Ernstliche Zweifel bestehen auch nicht an der Einschätzung des Verwaltungsgerichts, das Vorhaben wahre mit Blick auf die von ihm geschaffenen Einsichtsmöglichkeiten auf das Klägergrundstück das in § 15 Abs. 1 Satz 2 BauNVO verankerte Gebot der Rücksichtnahme. Das Verwaltungsgericht hat zutreffend herausgearbeitet, dass die - hier mehr als komfortable - Einhaltung der Grenzabstände eine Zumutbarkeit der in innerörtlichen Lagen grundsätzlich zu erwartenden Einsichtsmöglichkeiten indiziere. Der Hinweis des Klägers auf die privilegierte Wohnlage seines Hauses übergeht, dass der Plangeber, der diese geschaffen hat, ihr gleichzeitig durch die Anordnung eines grenznah zu seinem Grundstück gelegenen Baufensters und die Ermöglichung einer breitfrontigen zweigeschossigen Bebauung ohne Höhenbegrenzung in diesem Baufenster Grenzen gesetzt hat. Soweit der Kläger auf die Vielzahl der an der Westseite des Hauses D angeordneten Balkone und der auf den Häusern C und D vorgesehenen Dachterrassen verweist, hat das Verwaltungsgericht diesen Vortrag bereits zutreffend relativiert: Nur ein Teil dieser Aussichtsmöglichkeiten liegt in der Nähe des Klägergrundstücks, die Einsichtsmöglichkeiten von den Balkonen sind nach den Feststellungen des Verwaltungsgerichts bereits jetzt durch eine Mauer auf dem Klägergrundstück beschränkt und die in besonderem Maße sensiblen Bereiche des Klägergrundstücks liegen von der Grundstücksgrenze ein gutes Stück entfernt. Dass die geplanten Dachterrassen "überdimensioniert" wären, lässt sich den Bauplänen nicht entnehmen. Als erdrückende Riegelbebauung, die auf dem Klägergrundstück eine "Gefängnishofatmosphäre" schaffen würde, stellen sich die Häuser C und D des Vorhabens ebenfalls - bei weitem - nicht dar.

2.

Vor dem Hintergrund der Ausführungen unter d), wonach der Kläger nicht umfassend die objektive Rechtmäßigkeit der erteilten Abweichung von § 7 Abs. 1 NBauO, sondern lediglich die angemessene Berücksichtigung seiner öffentlich-rechtlich geschützten Interessen bei der Ermessensentscheidung einfordern kann, wären die als grundsätzlich bedeutsam bezeichneten Fragen nach den Voraussetzungen und der Normstruktur des § 66 NBauO in einem Berufungsverfahren nicht entscheidungserheblich.
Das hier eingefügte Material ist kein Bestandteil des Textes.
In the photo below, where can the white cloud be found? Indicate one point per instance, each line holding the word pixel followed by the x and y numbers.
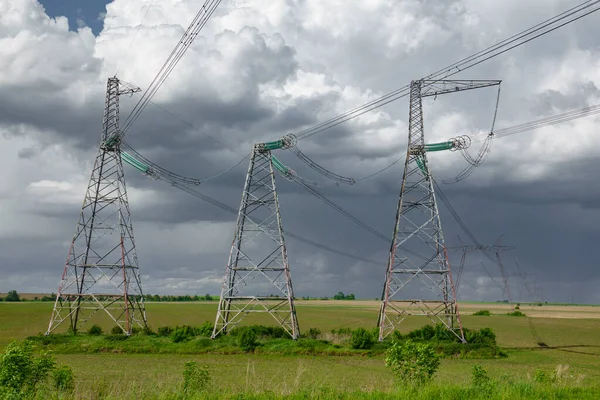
pixel 256 67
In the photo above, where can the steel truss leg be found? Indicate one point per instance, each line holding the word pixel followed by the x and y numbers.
pixel 418 286
pixel 258 261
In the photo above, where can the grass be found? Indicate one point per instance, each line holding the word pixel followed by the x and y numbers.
pixel 571 341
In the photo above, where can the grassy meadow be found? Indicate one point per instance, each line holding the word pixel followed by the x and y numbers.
pixel 569 334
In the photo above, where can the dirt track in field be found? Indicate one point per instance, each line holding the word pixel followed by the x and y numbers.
pixel 544 311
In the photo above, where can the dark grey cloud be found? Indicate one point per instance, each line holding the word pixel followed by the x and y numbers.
pixel 550 218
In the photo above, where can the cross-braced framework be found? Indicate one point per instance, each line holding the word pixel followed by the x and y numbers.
pixel 428 280
pixel 258 259
pixel 101 272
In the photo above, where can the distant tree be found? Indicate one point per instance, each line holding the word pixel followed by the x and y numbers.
pixel 12 296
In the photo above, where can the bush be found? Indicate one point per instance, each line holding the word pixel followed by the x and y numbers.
pixel 247 340
pixel 95 330
pixel 482 336
pixel 205 329
pixel 164 330
pixel 21 371
pixel 116 330
pixel 12 296
pixel 313 333
pixel 479 376
pixel 63 378
pixel 413 363
pixel 361 339
pixel 195 379
pixel 516 313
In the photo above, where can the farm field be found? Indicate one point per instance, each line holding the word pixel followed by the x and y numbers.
pixel 570 332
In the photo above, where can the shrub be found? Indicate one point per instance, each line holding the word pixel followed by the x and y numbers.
pixel 164 330
pixel 247 340
pixel 63 378
pixel 541 376
pixel 479 376
pixel 313 333
pixel 413 363
pixel 482 336
pixel 20 370
pixel 205 329
pixel 116 330
pixel 95 330
pixel 361 339
pixel 516 313
pixel 195 379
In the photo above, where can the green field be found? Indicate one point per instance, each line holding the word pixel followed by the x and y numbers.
pixel 571 334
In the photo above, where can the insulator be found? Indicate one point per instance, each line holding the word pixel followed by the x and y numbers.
pixel 289 140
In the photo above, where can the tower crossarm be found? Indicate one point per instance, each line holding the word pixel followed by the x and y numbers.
pixel 436 87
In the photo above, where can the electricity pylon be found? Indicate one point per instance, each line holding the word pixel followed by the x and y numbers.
pixel 258 254
pixel 419 229
pixel 101 272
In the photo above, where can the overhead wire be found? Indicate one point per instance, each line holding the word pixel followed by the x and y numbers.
pixel 488 53
pixel 173 59
pixel 183 186
pixel 137 30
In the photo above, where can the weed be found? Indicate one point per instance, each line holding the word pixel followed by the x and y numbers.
pixel 413 363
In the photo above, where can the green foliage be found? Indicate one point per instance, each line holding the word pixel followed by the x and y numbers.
pixel 183 333
pixel 12 296
pixel 195 379
pixel 483 336
pixel 413 363
pixel 274 332
pixel 342 296
pixel 205 329
pixel 63 379
pixel 361 339
pixel 95 330
pixel 479 376
pixel 541 376
pixel 116 330
pixel 21 371
pixel 164 330
pixel 313 333
pixel 516 313
pixel 247 340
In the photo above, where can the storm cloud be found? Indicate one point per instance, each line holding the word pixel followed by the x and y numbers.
pixel 259 71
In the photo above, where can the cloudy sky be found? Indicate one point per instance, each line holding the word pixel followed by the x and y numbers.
pixel 260 71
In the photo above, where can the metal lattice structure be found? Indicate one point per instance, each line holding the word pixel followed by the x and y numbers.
pixel 421 287
pixel 258 255
pixel 101 272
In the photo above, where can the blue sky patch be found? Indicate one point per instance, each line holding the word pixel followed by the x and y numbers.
pixel 80 13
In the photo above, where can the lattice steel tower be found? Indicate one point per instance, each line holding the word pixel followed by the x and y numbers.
pixel 258 253
pixel 101 272
pixel 418 228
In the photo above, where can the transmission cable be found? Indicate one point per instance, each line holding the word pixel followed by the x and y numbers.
pixel 182 46
pixel 497 49
pixel 137 30
pixel 354 219
pixel 464 227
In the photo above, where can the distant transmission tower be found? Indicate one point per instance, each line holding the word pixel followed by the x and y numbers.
pixel 258 254
pixel 101 272
pixel 418 228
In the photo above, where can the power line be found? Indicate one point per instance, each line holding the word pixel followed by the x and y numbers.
pixel 499 48
pixel 134 37
pixel 182 46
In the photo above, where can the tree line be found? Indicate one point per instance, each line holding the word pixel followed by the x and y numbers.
pixel 13 296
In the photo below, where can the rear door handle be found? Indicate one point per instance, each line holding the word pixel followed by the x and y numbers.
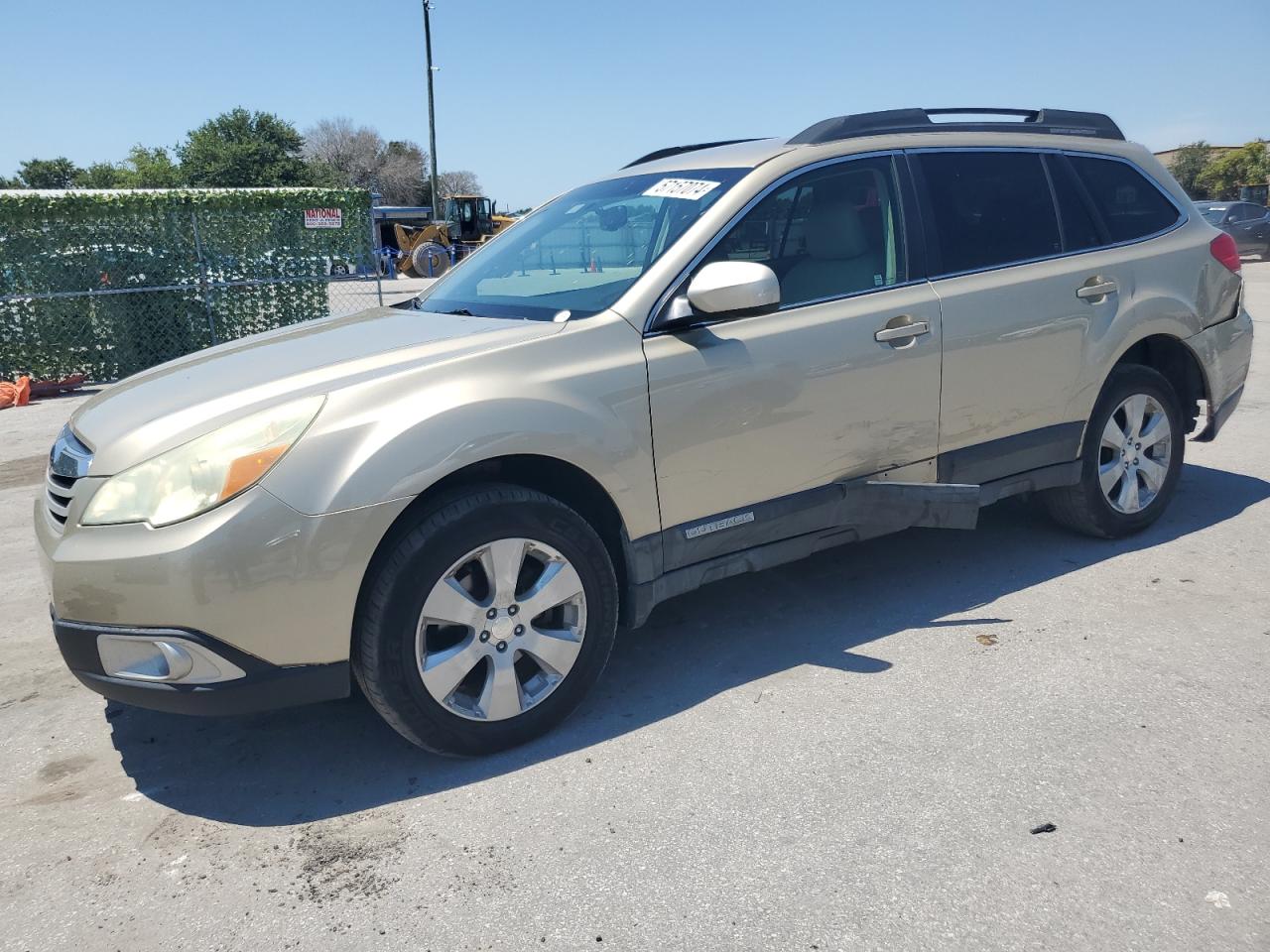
pixel 902 331
pixel 1100 289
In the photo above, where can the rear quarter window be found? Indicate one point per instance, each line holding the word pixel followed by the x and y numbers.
pixel 1130 206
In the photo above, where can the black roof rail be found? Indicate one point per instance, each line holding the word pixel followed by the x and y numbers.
pixel 1060 122
pixel 680 150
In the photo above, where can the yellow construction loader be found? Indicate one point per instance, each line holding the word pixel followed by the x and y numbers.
pixel 468 221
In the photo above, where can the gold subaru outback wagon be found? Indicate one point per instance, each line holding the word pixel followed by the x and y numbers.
pixel 719 358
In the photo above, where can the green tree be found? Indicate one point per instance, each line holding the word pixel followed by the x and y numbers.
pixel 150 168
pixel 1188 164
pixel 240 148
pixel 99 176
pixel 1247 166
pixel 48 173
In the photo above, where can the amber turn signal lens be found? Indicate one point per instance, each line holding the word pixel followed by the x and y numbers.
pixel 248 468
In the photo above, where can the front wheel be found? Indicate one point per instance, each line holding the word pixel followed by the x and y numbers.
pixel 1130 460
pixel 486 624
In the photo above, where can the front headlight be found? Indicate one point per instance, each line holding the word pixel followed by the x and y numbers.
pixel 203 472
Mit der Ablehnung des Zulassungsantrags wird das angefochtene Urteil rechtskräftig (§ 124a Abs. 5 Satz 4 VwGO).

Die Kostenentscheidung beruht auf § 154 Abs. 2, § 162 Abs. 3 VwGO.

Die Streitwertfestsetzung beruht auf §§ 47 Abs. 1 und 3, 52 Abs. 1 GKG.

Dieser Beschluss ist unanfechtbar (§§ 152 Abs. 1 VwGO, 68 Abs. 1 Satz 5, 66 Abs. 3 Satz 3 GKG).